In the first of three planned volumes, accomplished public servant Nesreen Barwari documents not only her storied career in Kurdistan’s regional government through the early 2000s but her challenges and achievements as a young woman in a male-dominated society. In the Land of a Thousand Springs’ opens with sweeping chapters that tell of the earliest days of the Kurdish people. The focus eventually tightens up and concentrates on the last 75-80 years of history of the Kurds in northern Iraq. Against this backdrop, the Barwari family’s story is told.

Nesreen Barwari’s family stories and relationships make up for some of the book’s most powerful reading. Their relationships get them through months spent in detention under Saddam Hussein’s regime and during the time when they’re fleeing Iraq on foot through mountainous passages with thousands of other refugees. Barwari also recounts idyllic childhood days spent in her family’s ancestral mountain village under the loving eye of close and distant relatives and revels in her parents’ pride as she excelled in every academic exercise. 

Post-university, Barwari finds her calling through employment with United Nations agencies invested in helping Kurdish refugees return home and re-settle conflict-affected areas after completing her degree.
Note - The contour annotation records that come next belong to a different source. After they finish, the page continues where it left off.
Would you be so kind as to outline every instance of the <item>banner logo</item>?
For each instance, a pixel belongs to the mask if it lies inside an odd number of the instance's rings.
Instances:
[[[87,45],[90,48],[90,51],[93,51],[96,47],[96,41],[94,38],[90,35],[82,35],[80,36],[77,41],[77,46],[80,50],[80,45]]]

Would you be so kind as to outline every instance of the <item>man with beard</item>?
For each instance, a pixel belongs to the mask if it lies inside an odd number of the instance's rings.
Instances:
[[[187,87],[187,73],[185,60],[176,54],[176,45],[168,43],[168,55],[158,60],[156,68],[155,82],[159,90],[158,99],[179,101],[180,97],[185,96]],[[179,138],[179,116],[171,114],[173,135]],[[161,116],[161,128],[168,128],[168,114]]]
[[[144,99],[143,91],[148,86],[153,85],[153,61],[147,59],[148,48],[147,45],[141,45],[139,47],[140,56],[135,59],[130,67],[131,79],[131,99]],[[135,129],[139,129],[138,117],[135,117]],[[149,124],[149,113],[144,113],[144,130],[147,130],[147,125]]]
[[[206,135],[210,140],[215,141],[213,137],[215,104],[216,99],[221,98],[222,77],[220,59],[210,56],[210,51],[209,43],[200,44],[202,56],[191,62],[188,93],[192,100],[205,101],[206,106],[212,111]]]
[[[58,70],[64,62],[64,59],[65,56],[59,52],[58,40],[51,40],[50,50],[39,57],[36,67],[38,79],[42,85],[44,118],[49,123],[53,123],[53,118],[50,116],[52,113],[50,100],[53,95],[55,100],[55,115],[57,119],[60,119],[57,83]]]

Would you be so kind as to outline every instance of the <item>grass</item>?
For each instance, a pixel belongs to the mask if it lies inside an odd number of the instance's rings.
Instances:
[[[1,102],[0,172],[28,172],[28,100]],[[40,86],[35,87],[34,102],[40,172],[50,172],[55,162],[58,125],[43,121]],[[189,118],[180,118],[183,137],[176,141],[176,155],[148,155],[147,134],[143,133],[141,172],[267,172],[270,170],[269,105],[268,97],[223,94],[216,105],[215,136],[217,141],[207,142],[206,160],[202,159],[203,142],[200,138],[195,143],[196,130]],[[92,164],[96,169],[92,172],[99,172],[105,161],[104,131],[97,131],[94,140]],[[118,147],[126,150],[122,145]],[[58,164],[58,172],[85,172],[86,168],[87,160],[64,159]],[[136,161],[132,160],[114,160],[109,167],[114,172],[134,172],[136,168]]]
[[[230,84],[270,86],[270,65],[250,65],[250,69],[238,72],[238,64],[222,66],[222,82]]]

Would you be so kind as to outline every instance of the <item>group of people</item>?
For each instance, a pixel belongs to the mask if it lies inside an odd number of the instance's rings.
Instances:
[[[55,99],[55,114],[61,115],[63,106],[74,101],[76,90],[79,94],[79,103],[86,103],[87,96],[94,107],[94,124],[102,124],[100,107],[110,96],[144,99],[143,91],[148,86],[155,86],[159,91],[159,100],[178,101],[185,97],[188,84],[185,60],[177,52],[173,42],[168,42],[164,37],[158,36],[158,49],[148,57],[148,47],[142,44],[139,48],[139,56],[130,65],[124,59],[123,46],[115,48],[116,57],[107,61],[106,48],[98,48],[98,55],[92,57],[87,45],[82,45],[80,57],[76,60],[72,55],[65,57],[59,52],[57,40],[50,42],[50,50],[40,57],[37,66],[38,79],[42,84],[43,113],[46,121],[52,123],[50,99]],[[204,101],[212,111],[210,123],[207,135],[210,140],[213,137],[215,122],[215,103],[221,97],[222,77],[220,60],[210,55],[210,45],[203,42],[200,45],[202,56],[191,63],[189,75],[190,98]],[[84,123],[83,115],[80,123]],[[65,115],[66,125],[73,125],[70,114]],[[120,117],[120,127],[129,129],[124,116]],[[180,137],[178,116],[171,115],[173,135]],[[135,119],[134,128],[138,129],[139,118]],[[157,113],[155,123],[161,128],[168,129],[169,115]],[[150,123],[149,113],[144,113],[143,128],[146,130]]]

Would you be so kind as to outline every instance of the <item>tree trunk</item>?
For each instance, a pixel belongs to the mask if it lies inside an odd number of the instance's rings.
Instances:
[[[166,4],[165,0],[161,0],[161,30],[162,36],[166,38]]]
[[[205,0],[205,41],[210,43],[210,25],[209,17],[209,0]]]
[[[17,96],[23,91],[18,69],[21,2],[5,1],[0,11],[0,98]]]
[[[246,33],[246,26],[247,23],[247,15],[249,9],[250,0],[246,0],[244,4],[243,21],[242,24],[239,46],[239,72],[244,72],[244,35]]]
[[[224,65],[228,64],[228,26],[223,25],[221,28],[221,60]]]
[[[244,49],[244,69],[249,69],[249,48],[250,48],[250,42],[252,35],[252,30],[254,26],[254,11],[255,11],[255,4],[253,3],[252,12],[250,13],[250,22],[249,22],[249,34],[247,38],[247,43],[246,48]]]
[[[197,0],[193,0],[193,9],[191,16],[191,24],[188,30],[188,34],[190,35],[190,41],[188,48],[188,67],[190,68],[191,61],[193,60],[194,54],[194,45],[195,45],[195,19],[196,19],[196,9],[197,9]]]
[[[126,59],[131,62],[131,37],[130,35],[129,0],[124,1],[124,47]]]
She builds a reputation for leadership, creativity, insight, and integrity, all rooted in her strong, family-oriented upbringing and national pride. 

Throughout the book, Barwari recollects every step in her consistent rise through government offices, culminating in her appointment to Minister of Reconstruction and Development under the Kurdistan Regional Government in the 1990s. Her focus on public policy solutions, cultivating support for projects that provided basic needs to the people of Kurdistan, and her determination to make a real difference drives the narrative so swiftly that it’s hard to believe she accomplished so much so fast.

Barwari’s writing style tends toward academic and strictly factual. For anyone with a deep interest in history and public policy, In the Land of a Thousand Springs offers a front-row seat to the tumultuous experiences of the Kurdish people in Iraq. At the same time, it showcases one woman’s victory over cultural limits. Nothing was going to keep Kurdistan and her people down.

But when Barwari gets personal about her family in Iraq, the book sheds its sheen of the academic and gets real. From welcoming her father and brother to Boston while studying at Harvard to building a house for her family to return to in their home village, Barwari’s affection is authentic and unwavering, giving the book a moving personal edge. There are glimpses of humor and lightness in these scenes that are a refreshing counterweight to the heavier experiences Barwari faces. She will never forget where she came from, and she will always keep looking forward, toward the future of her people.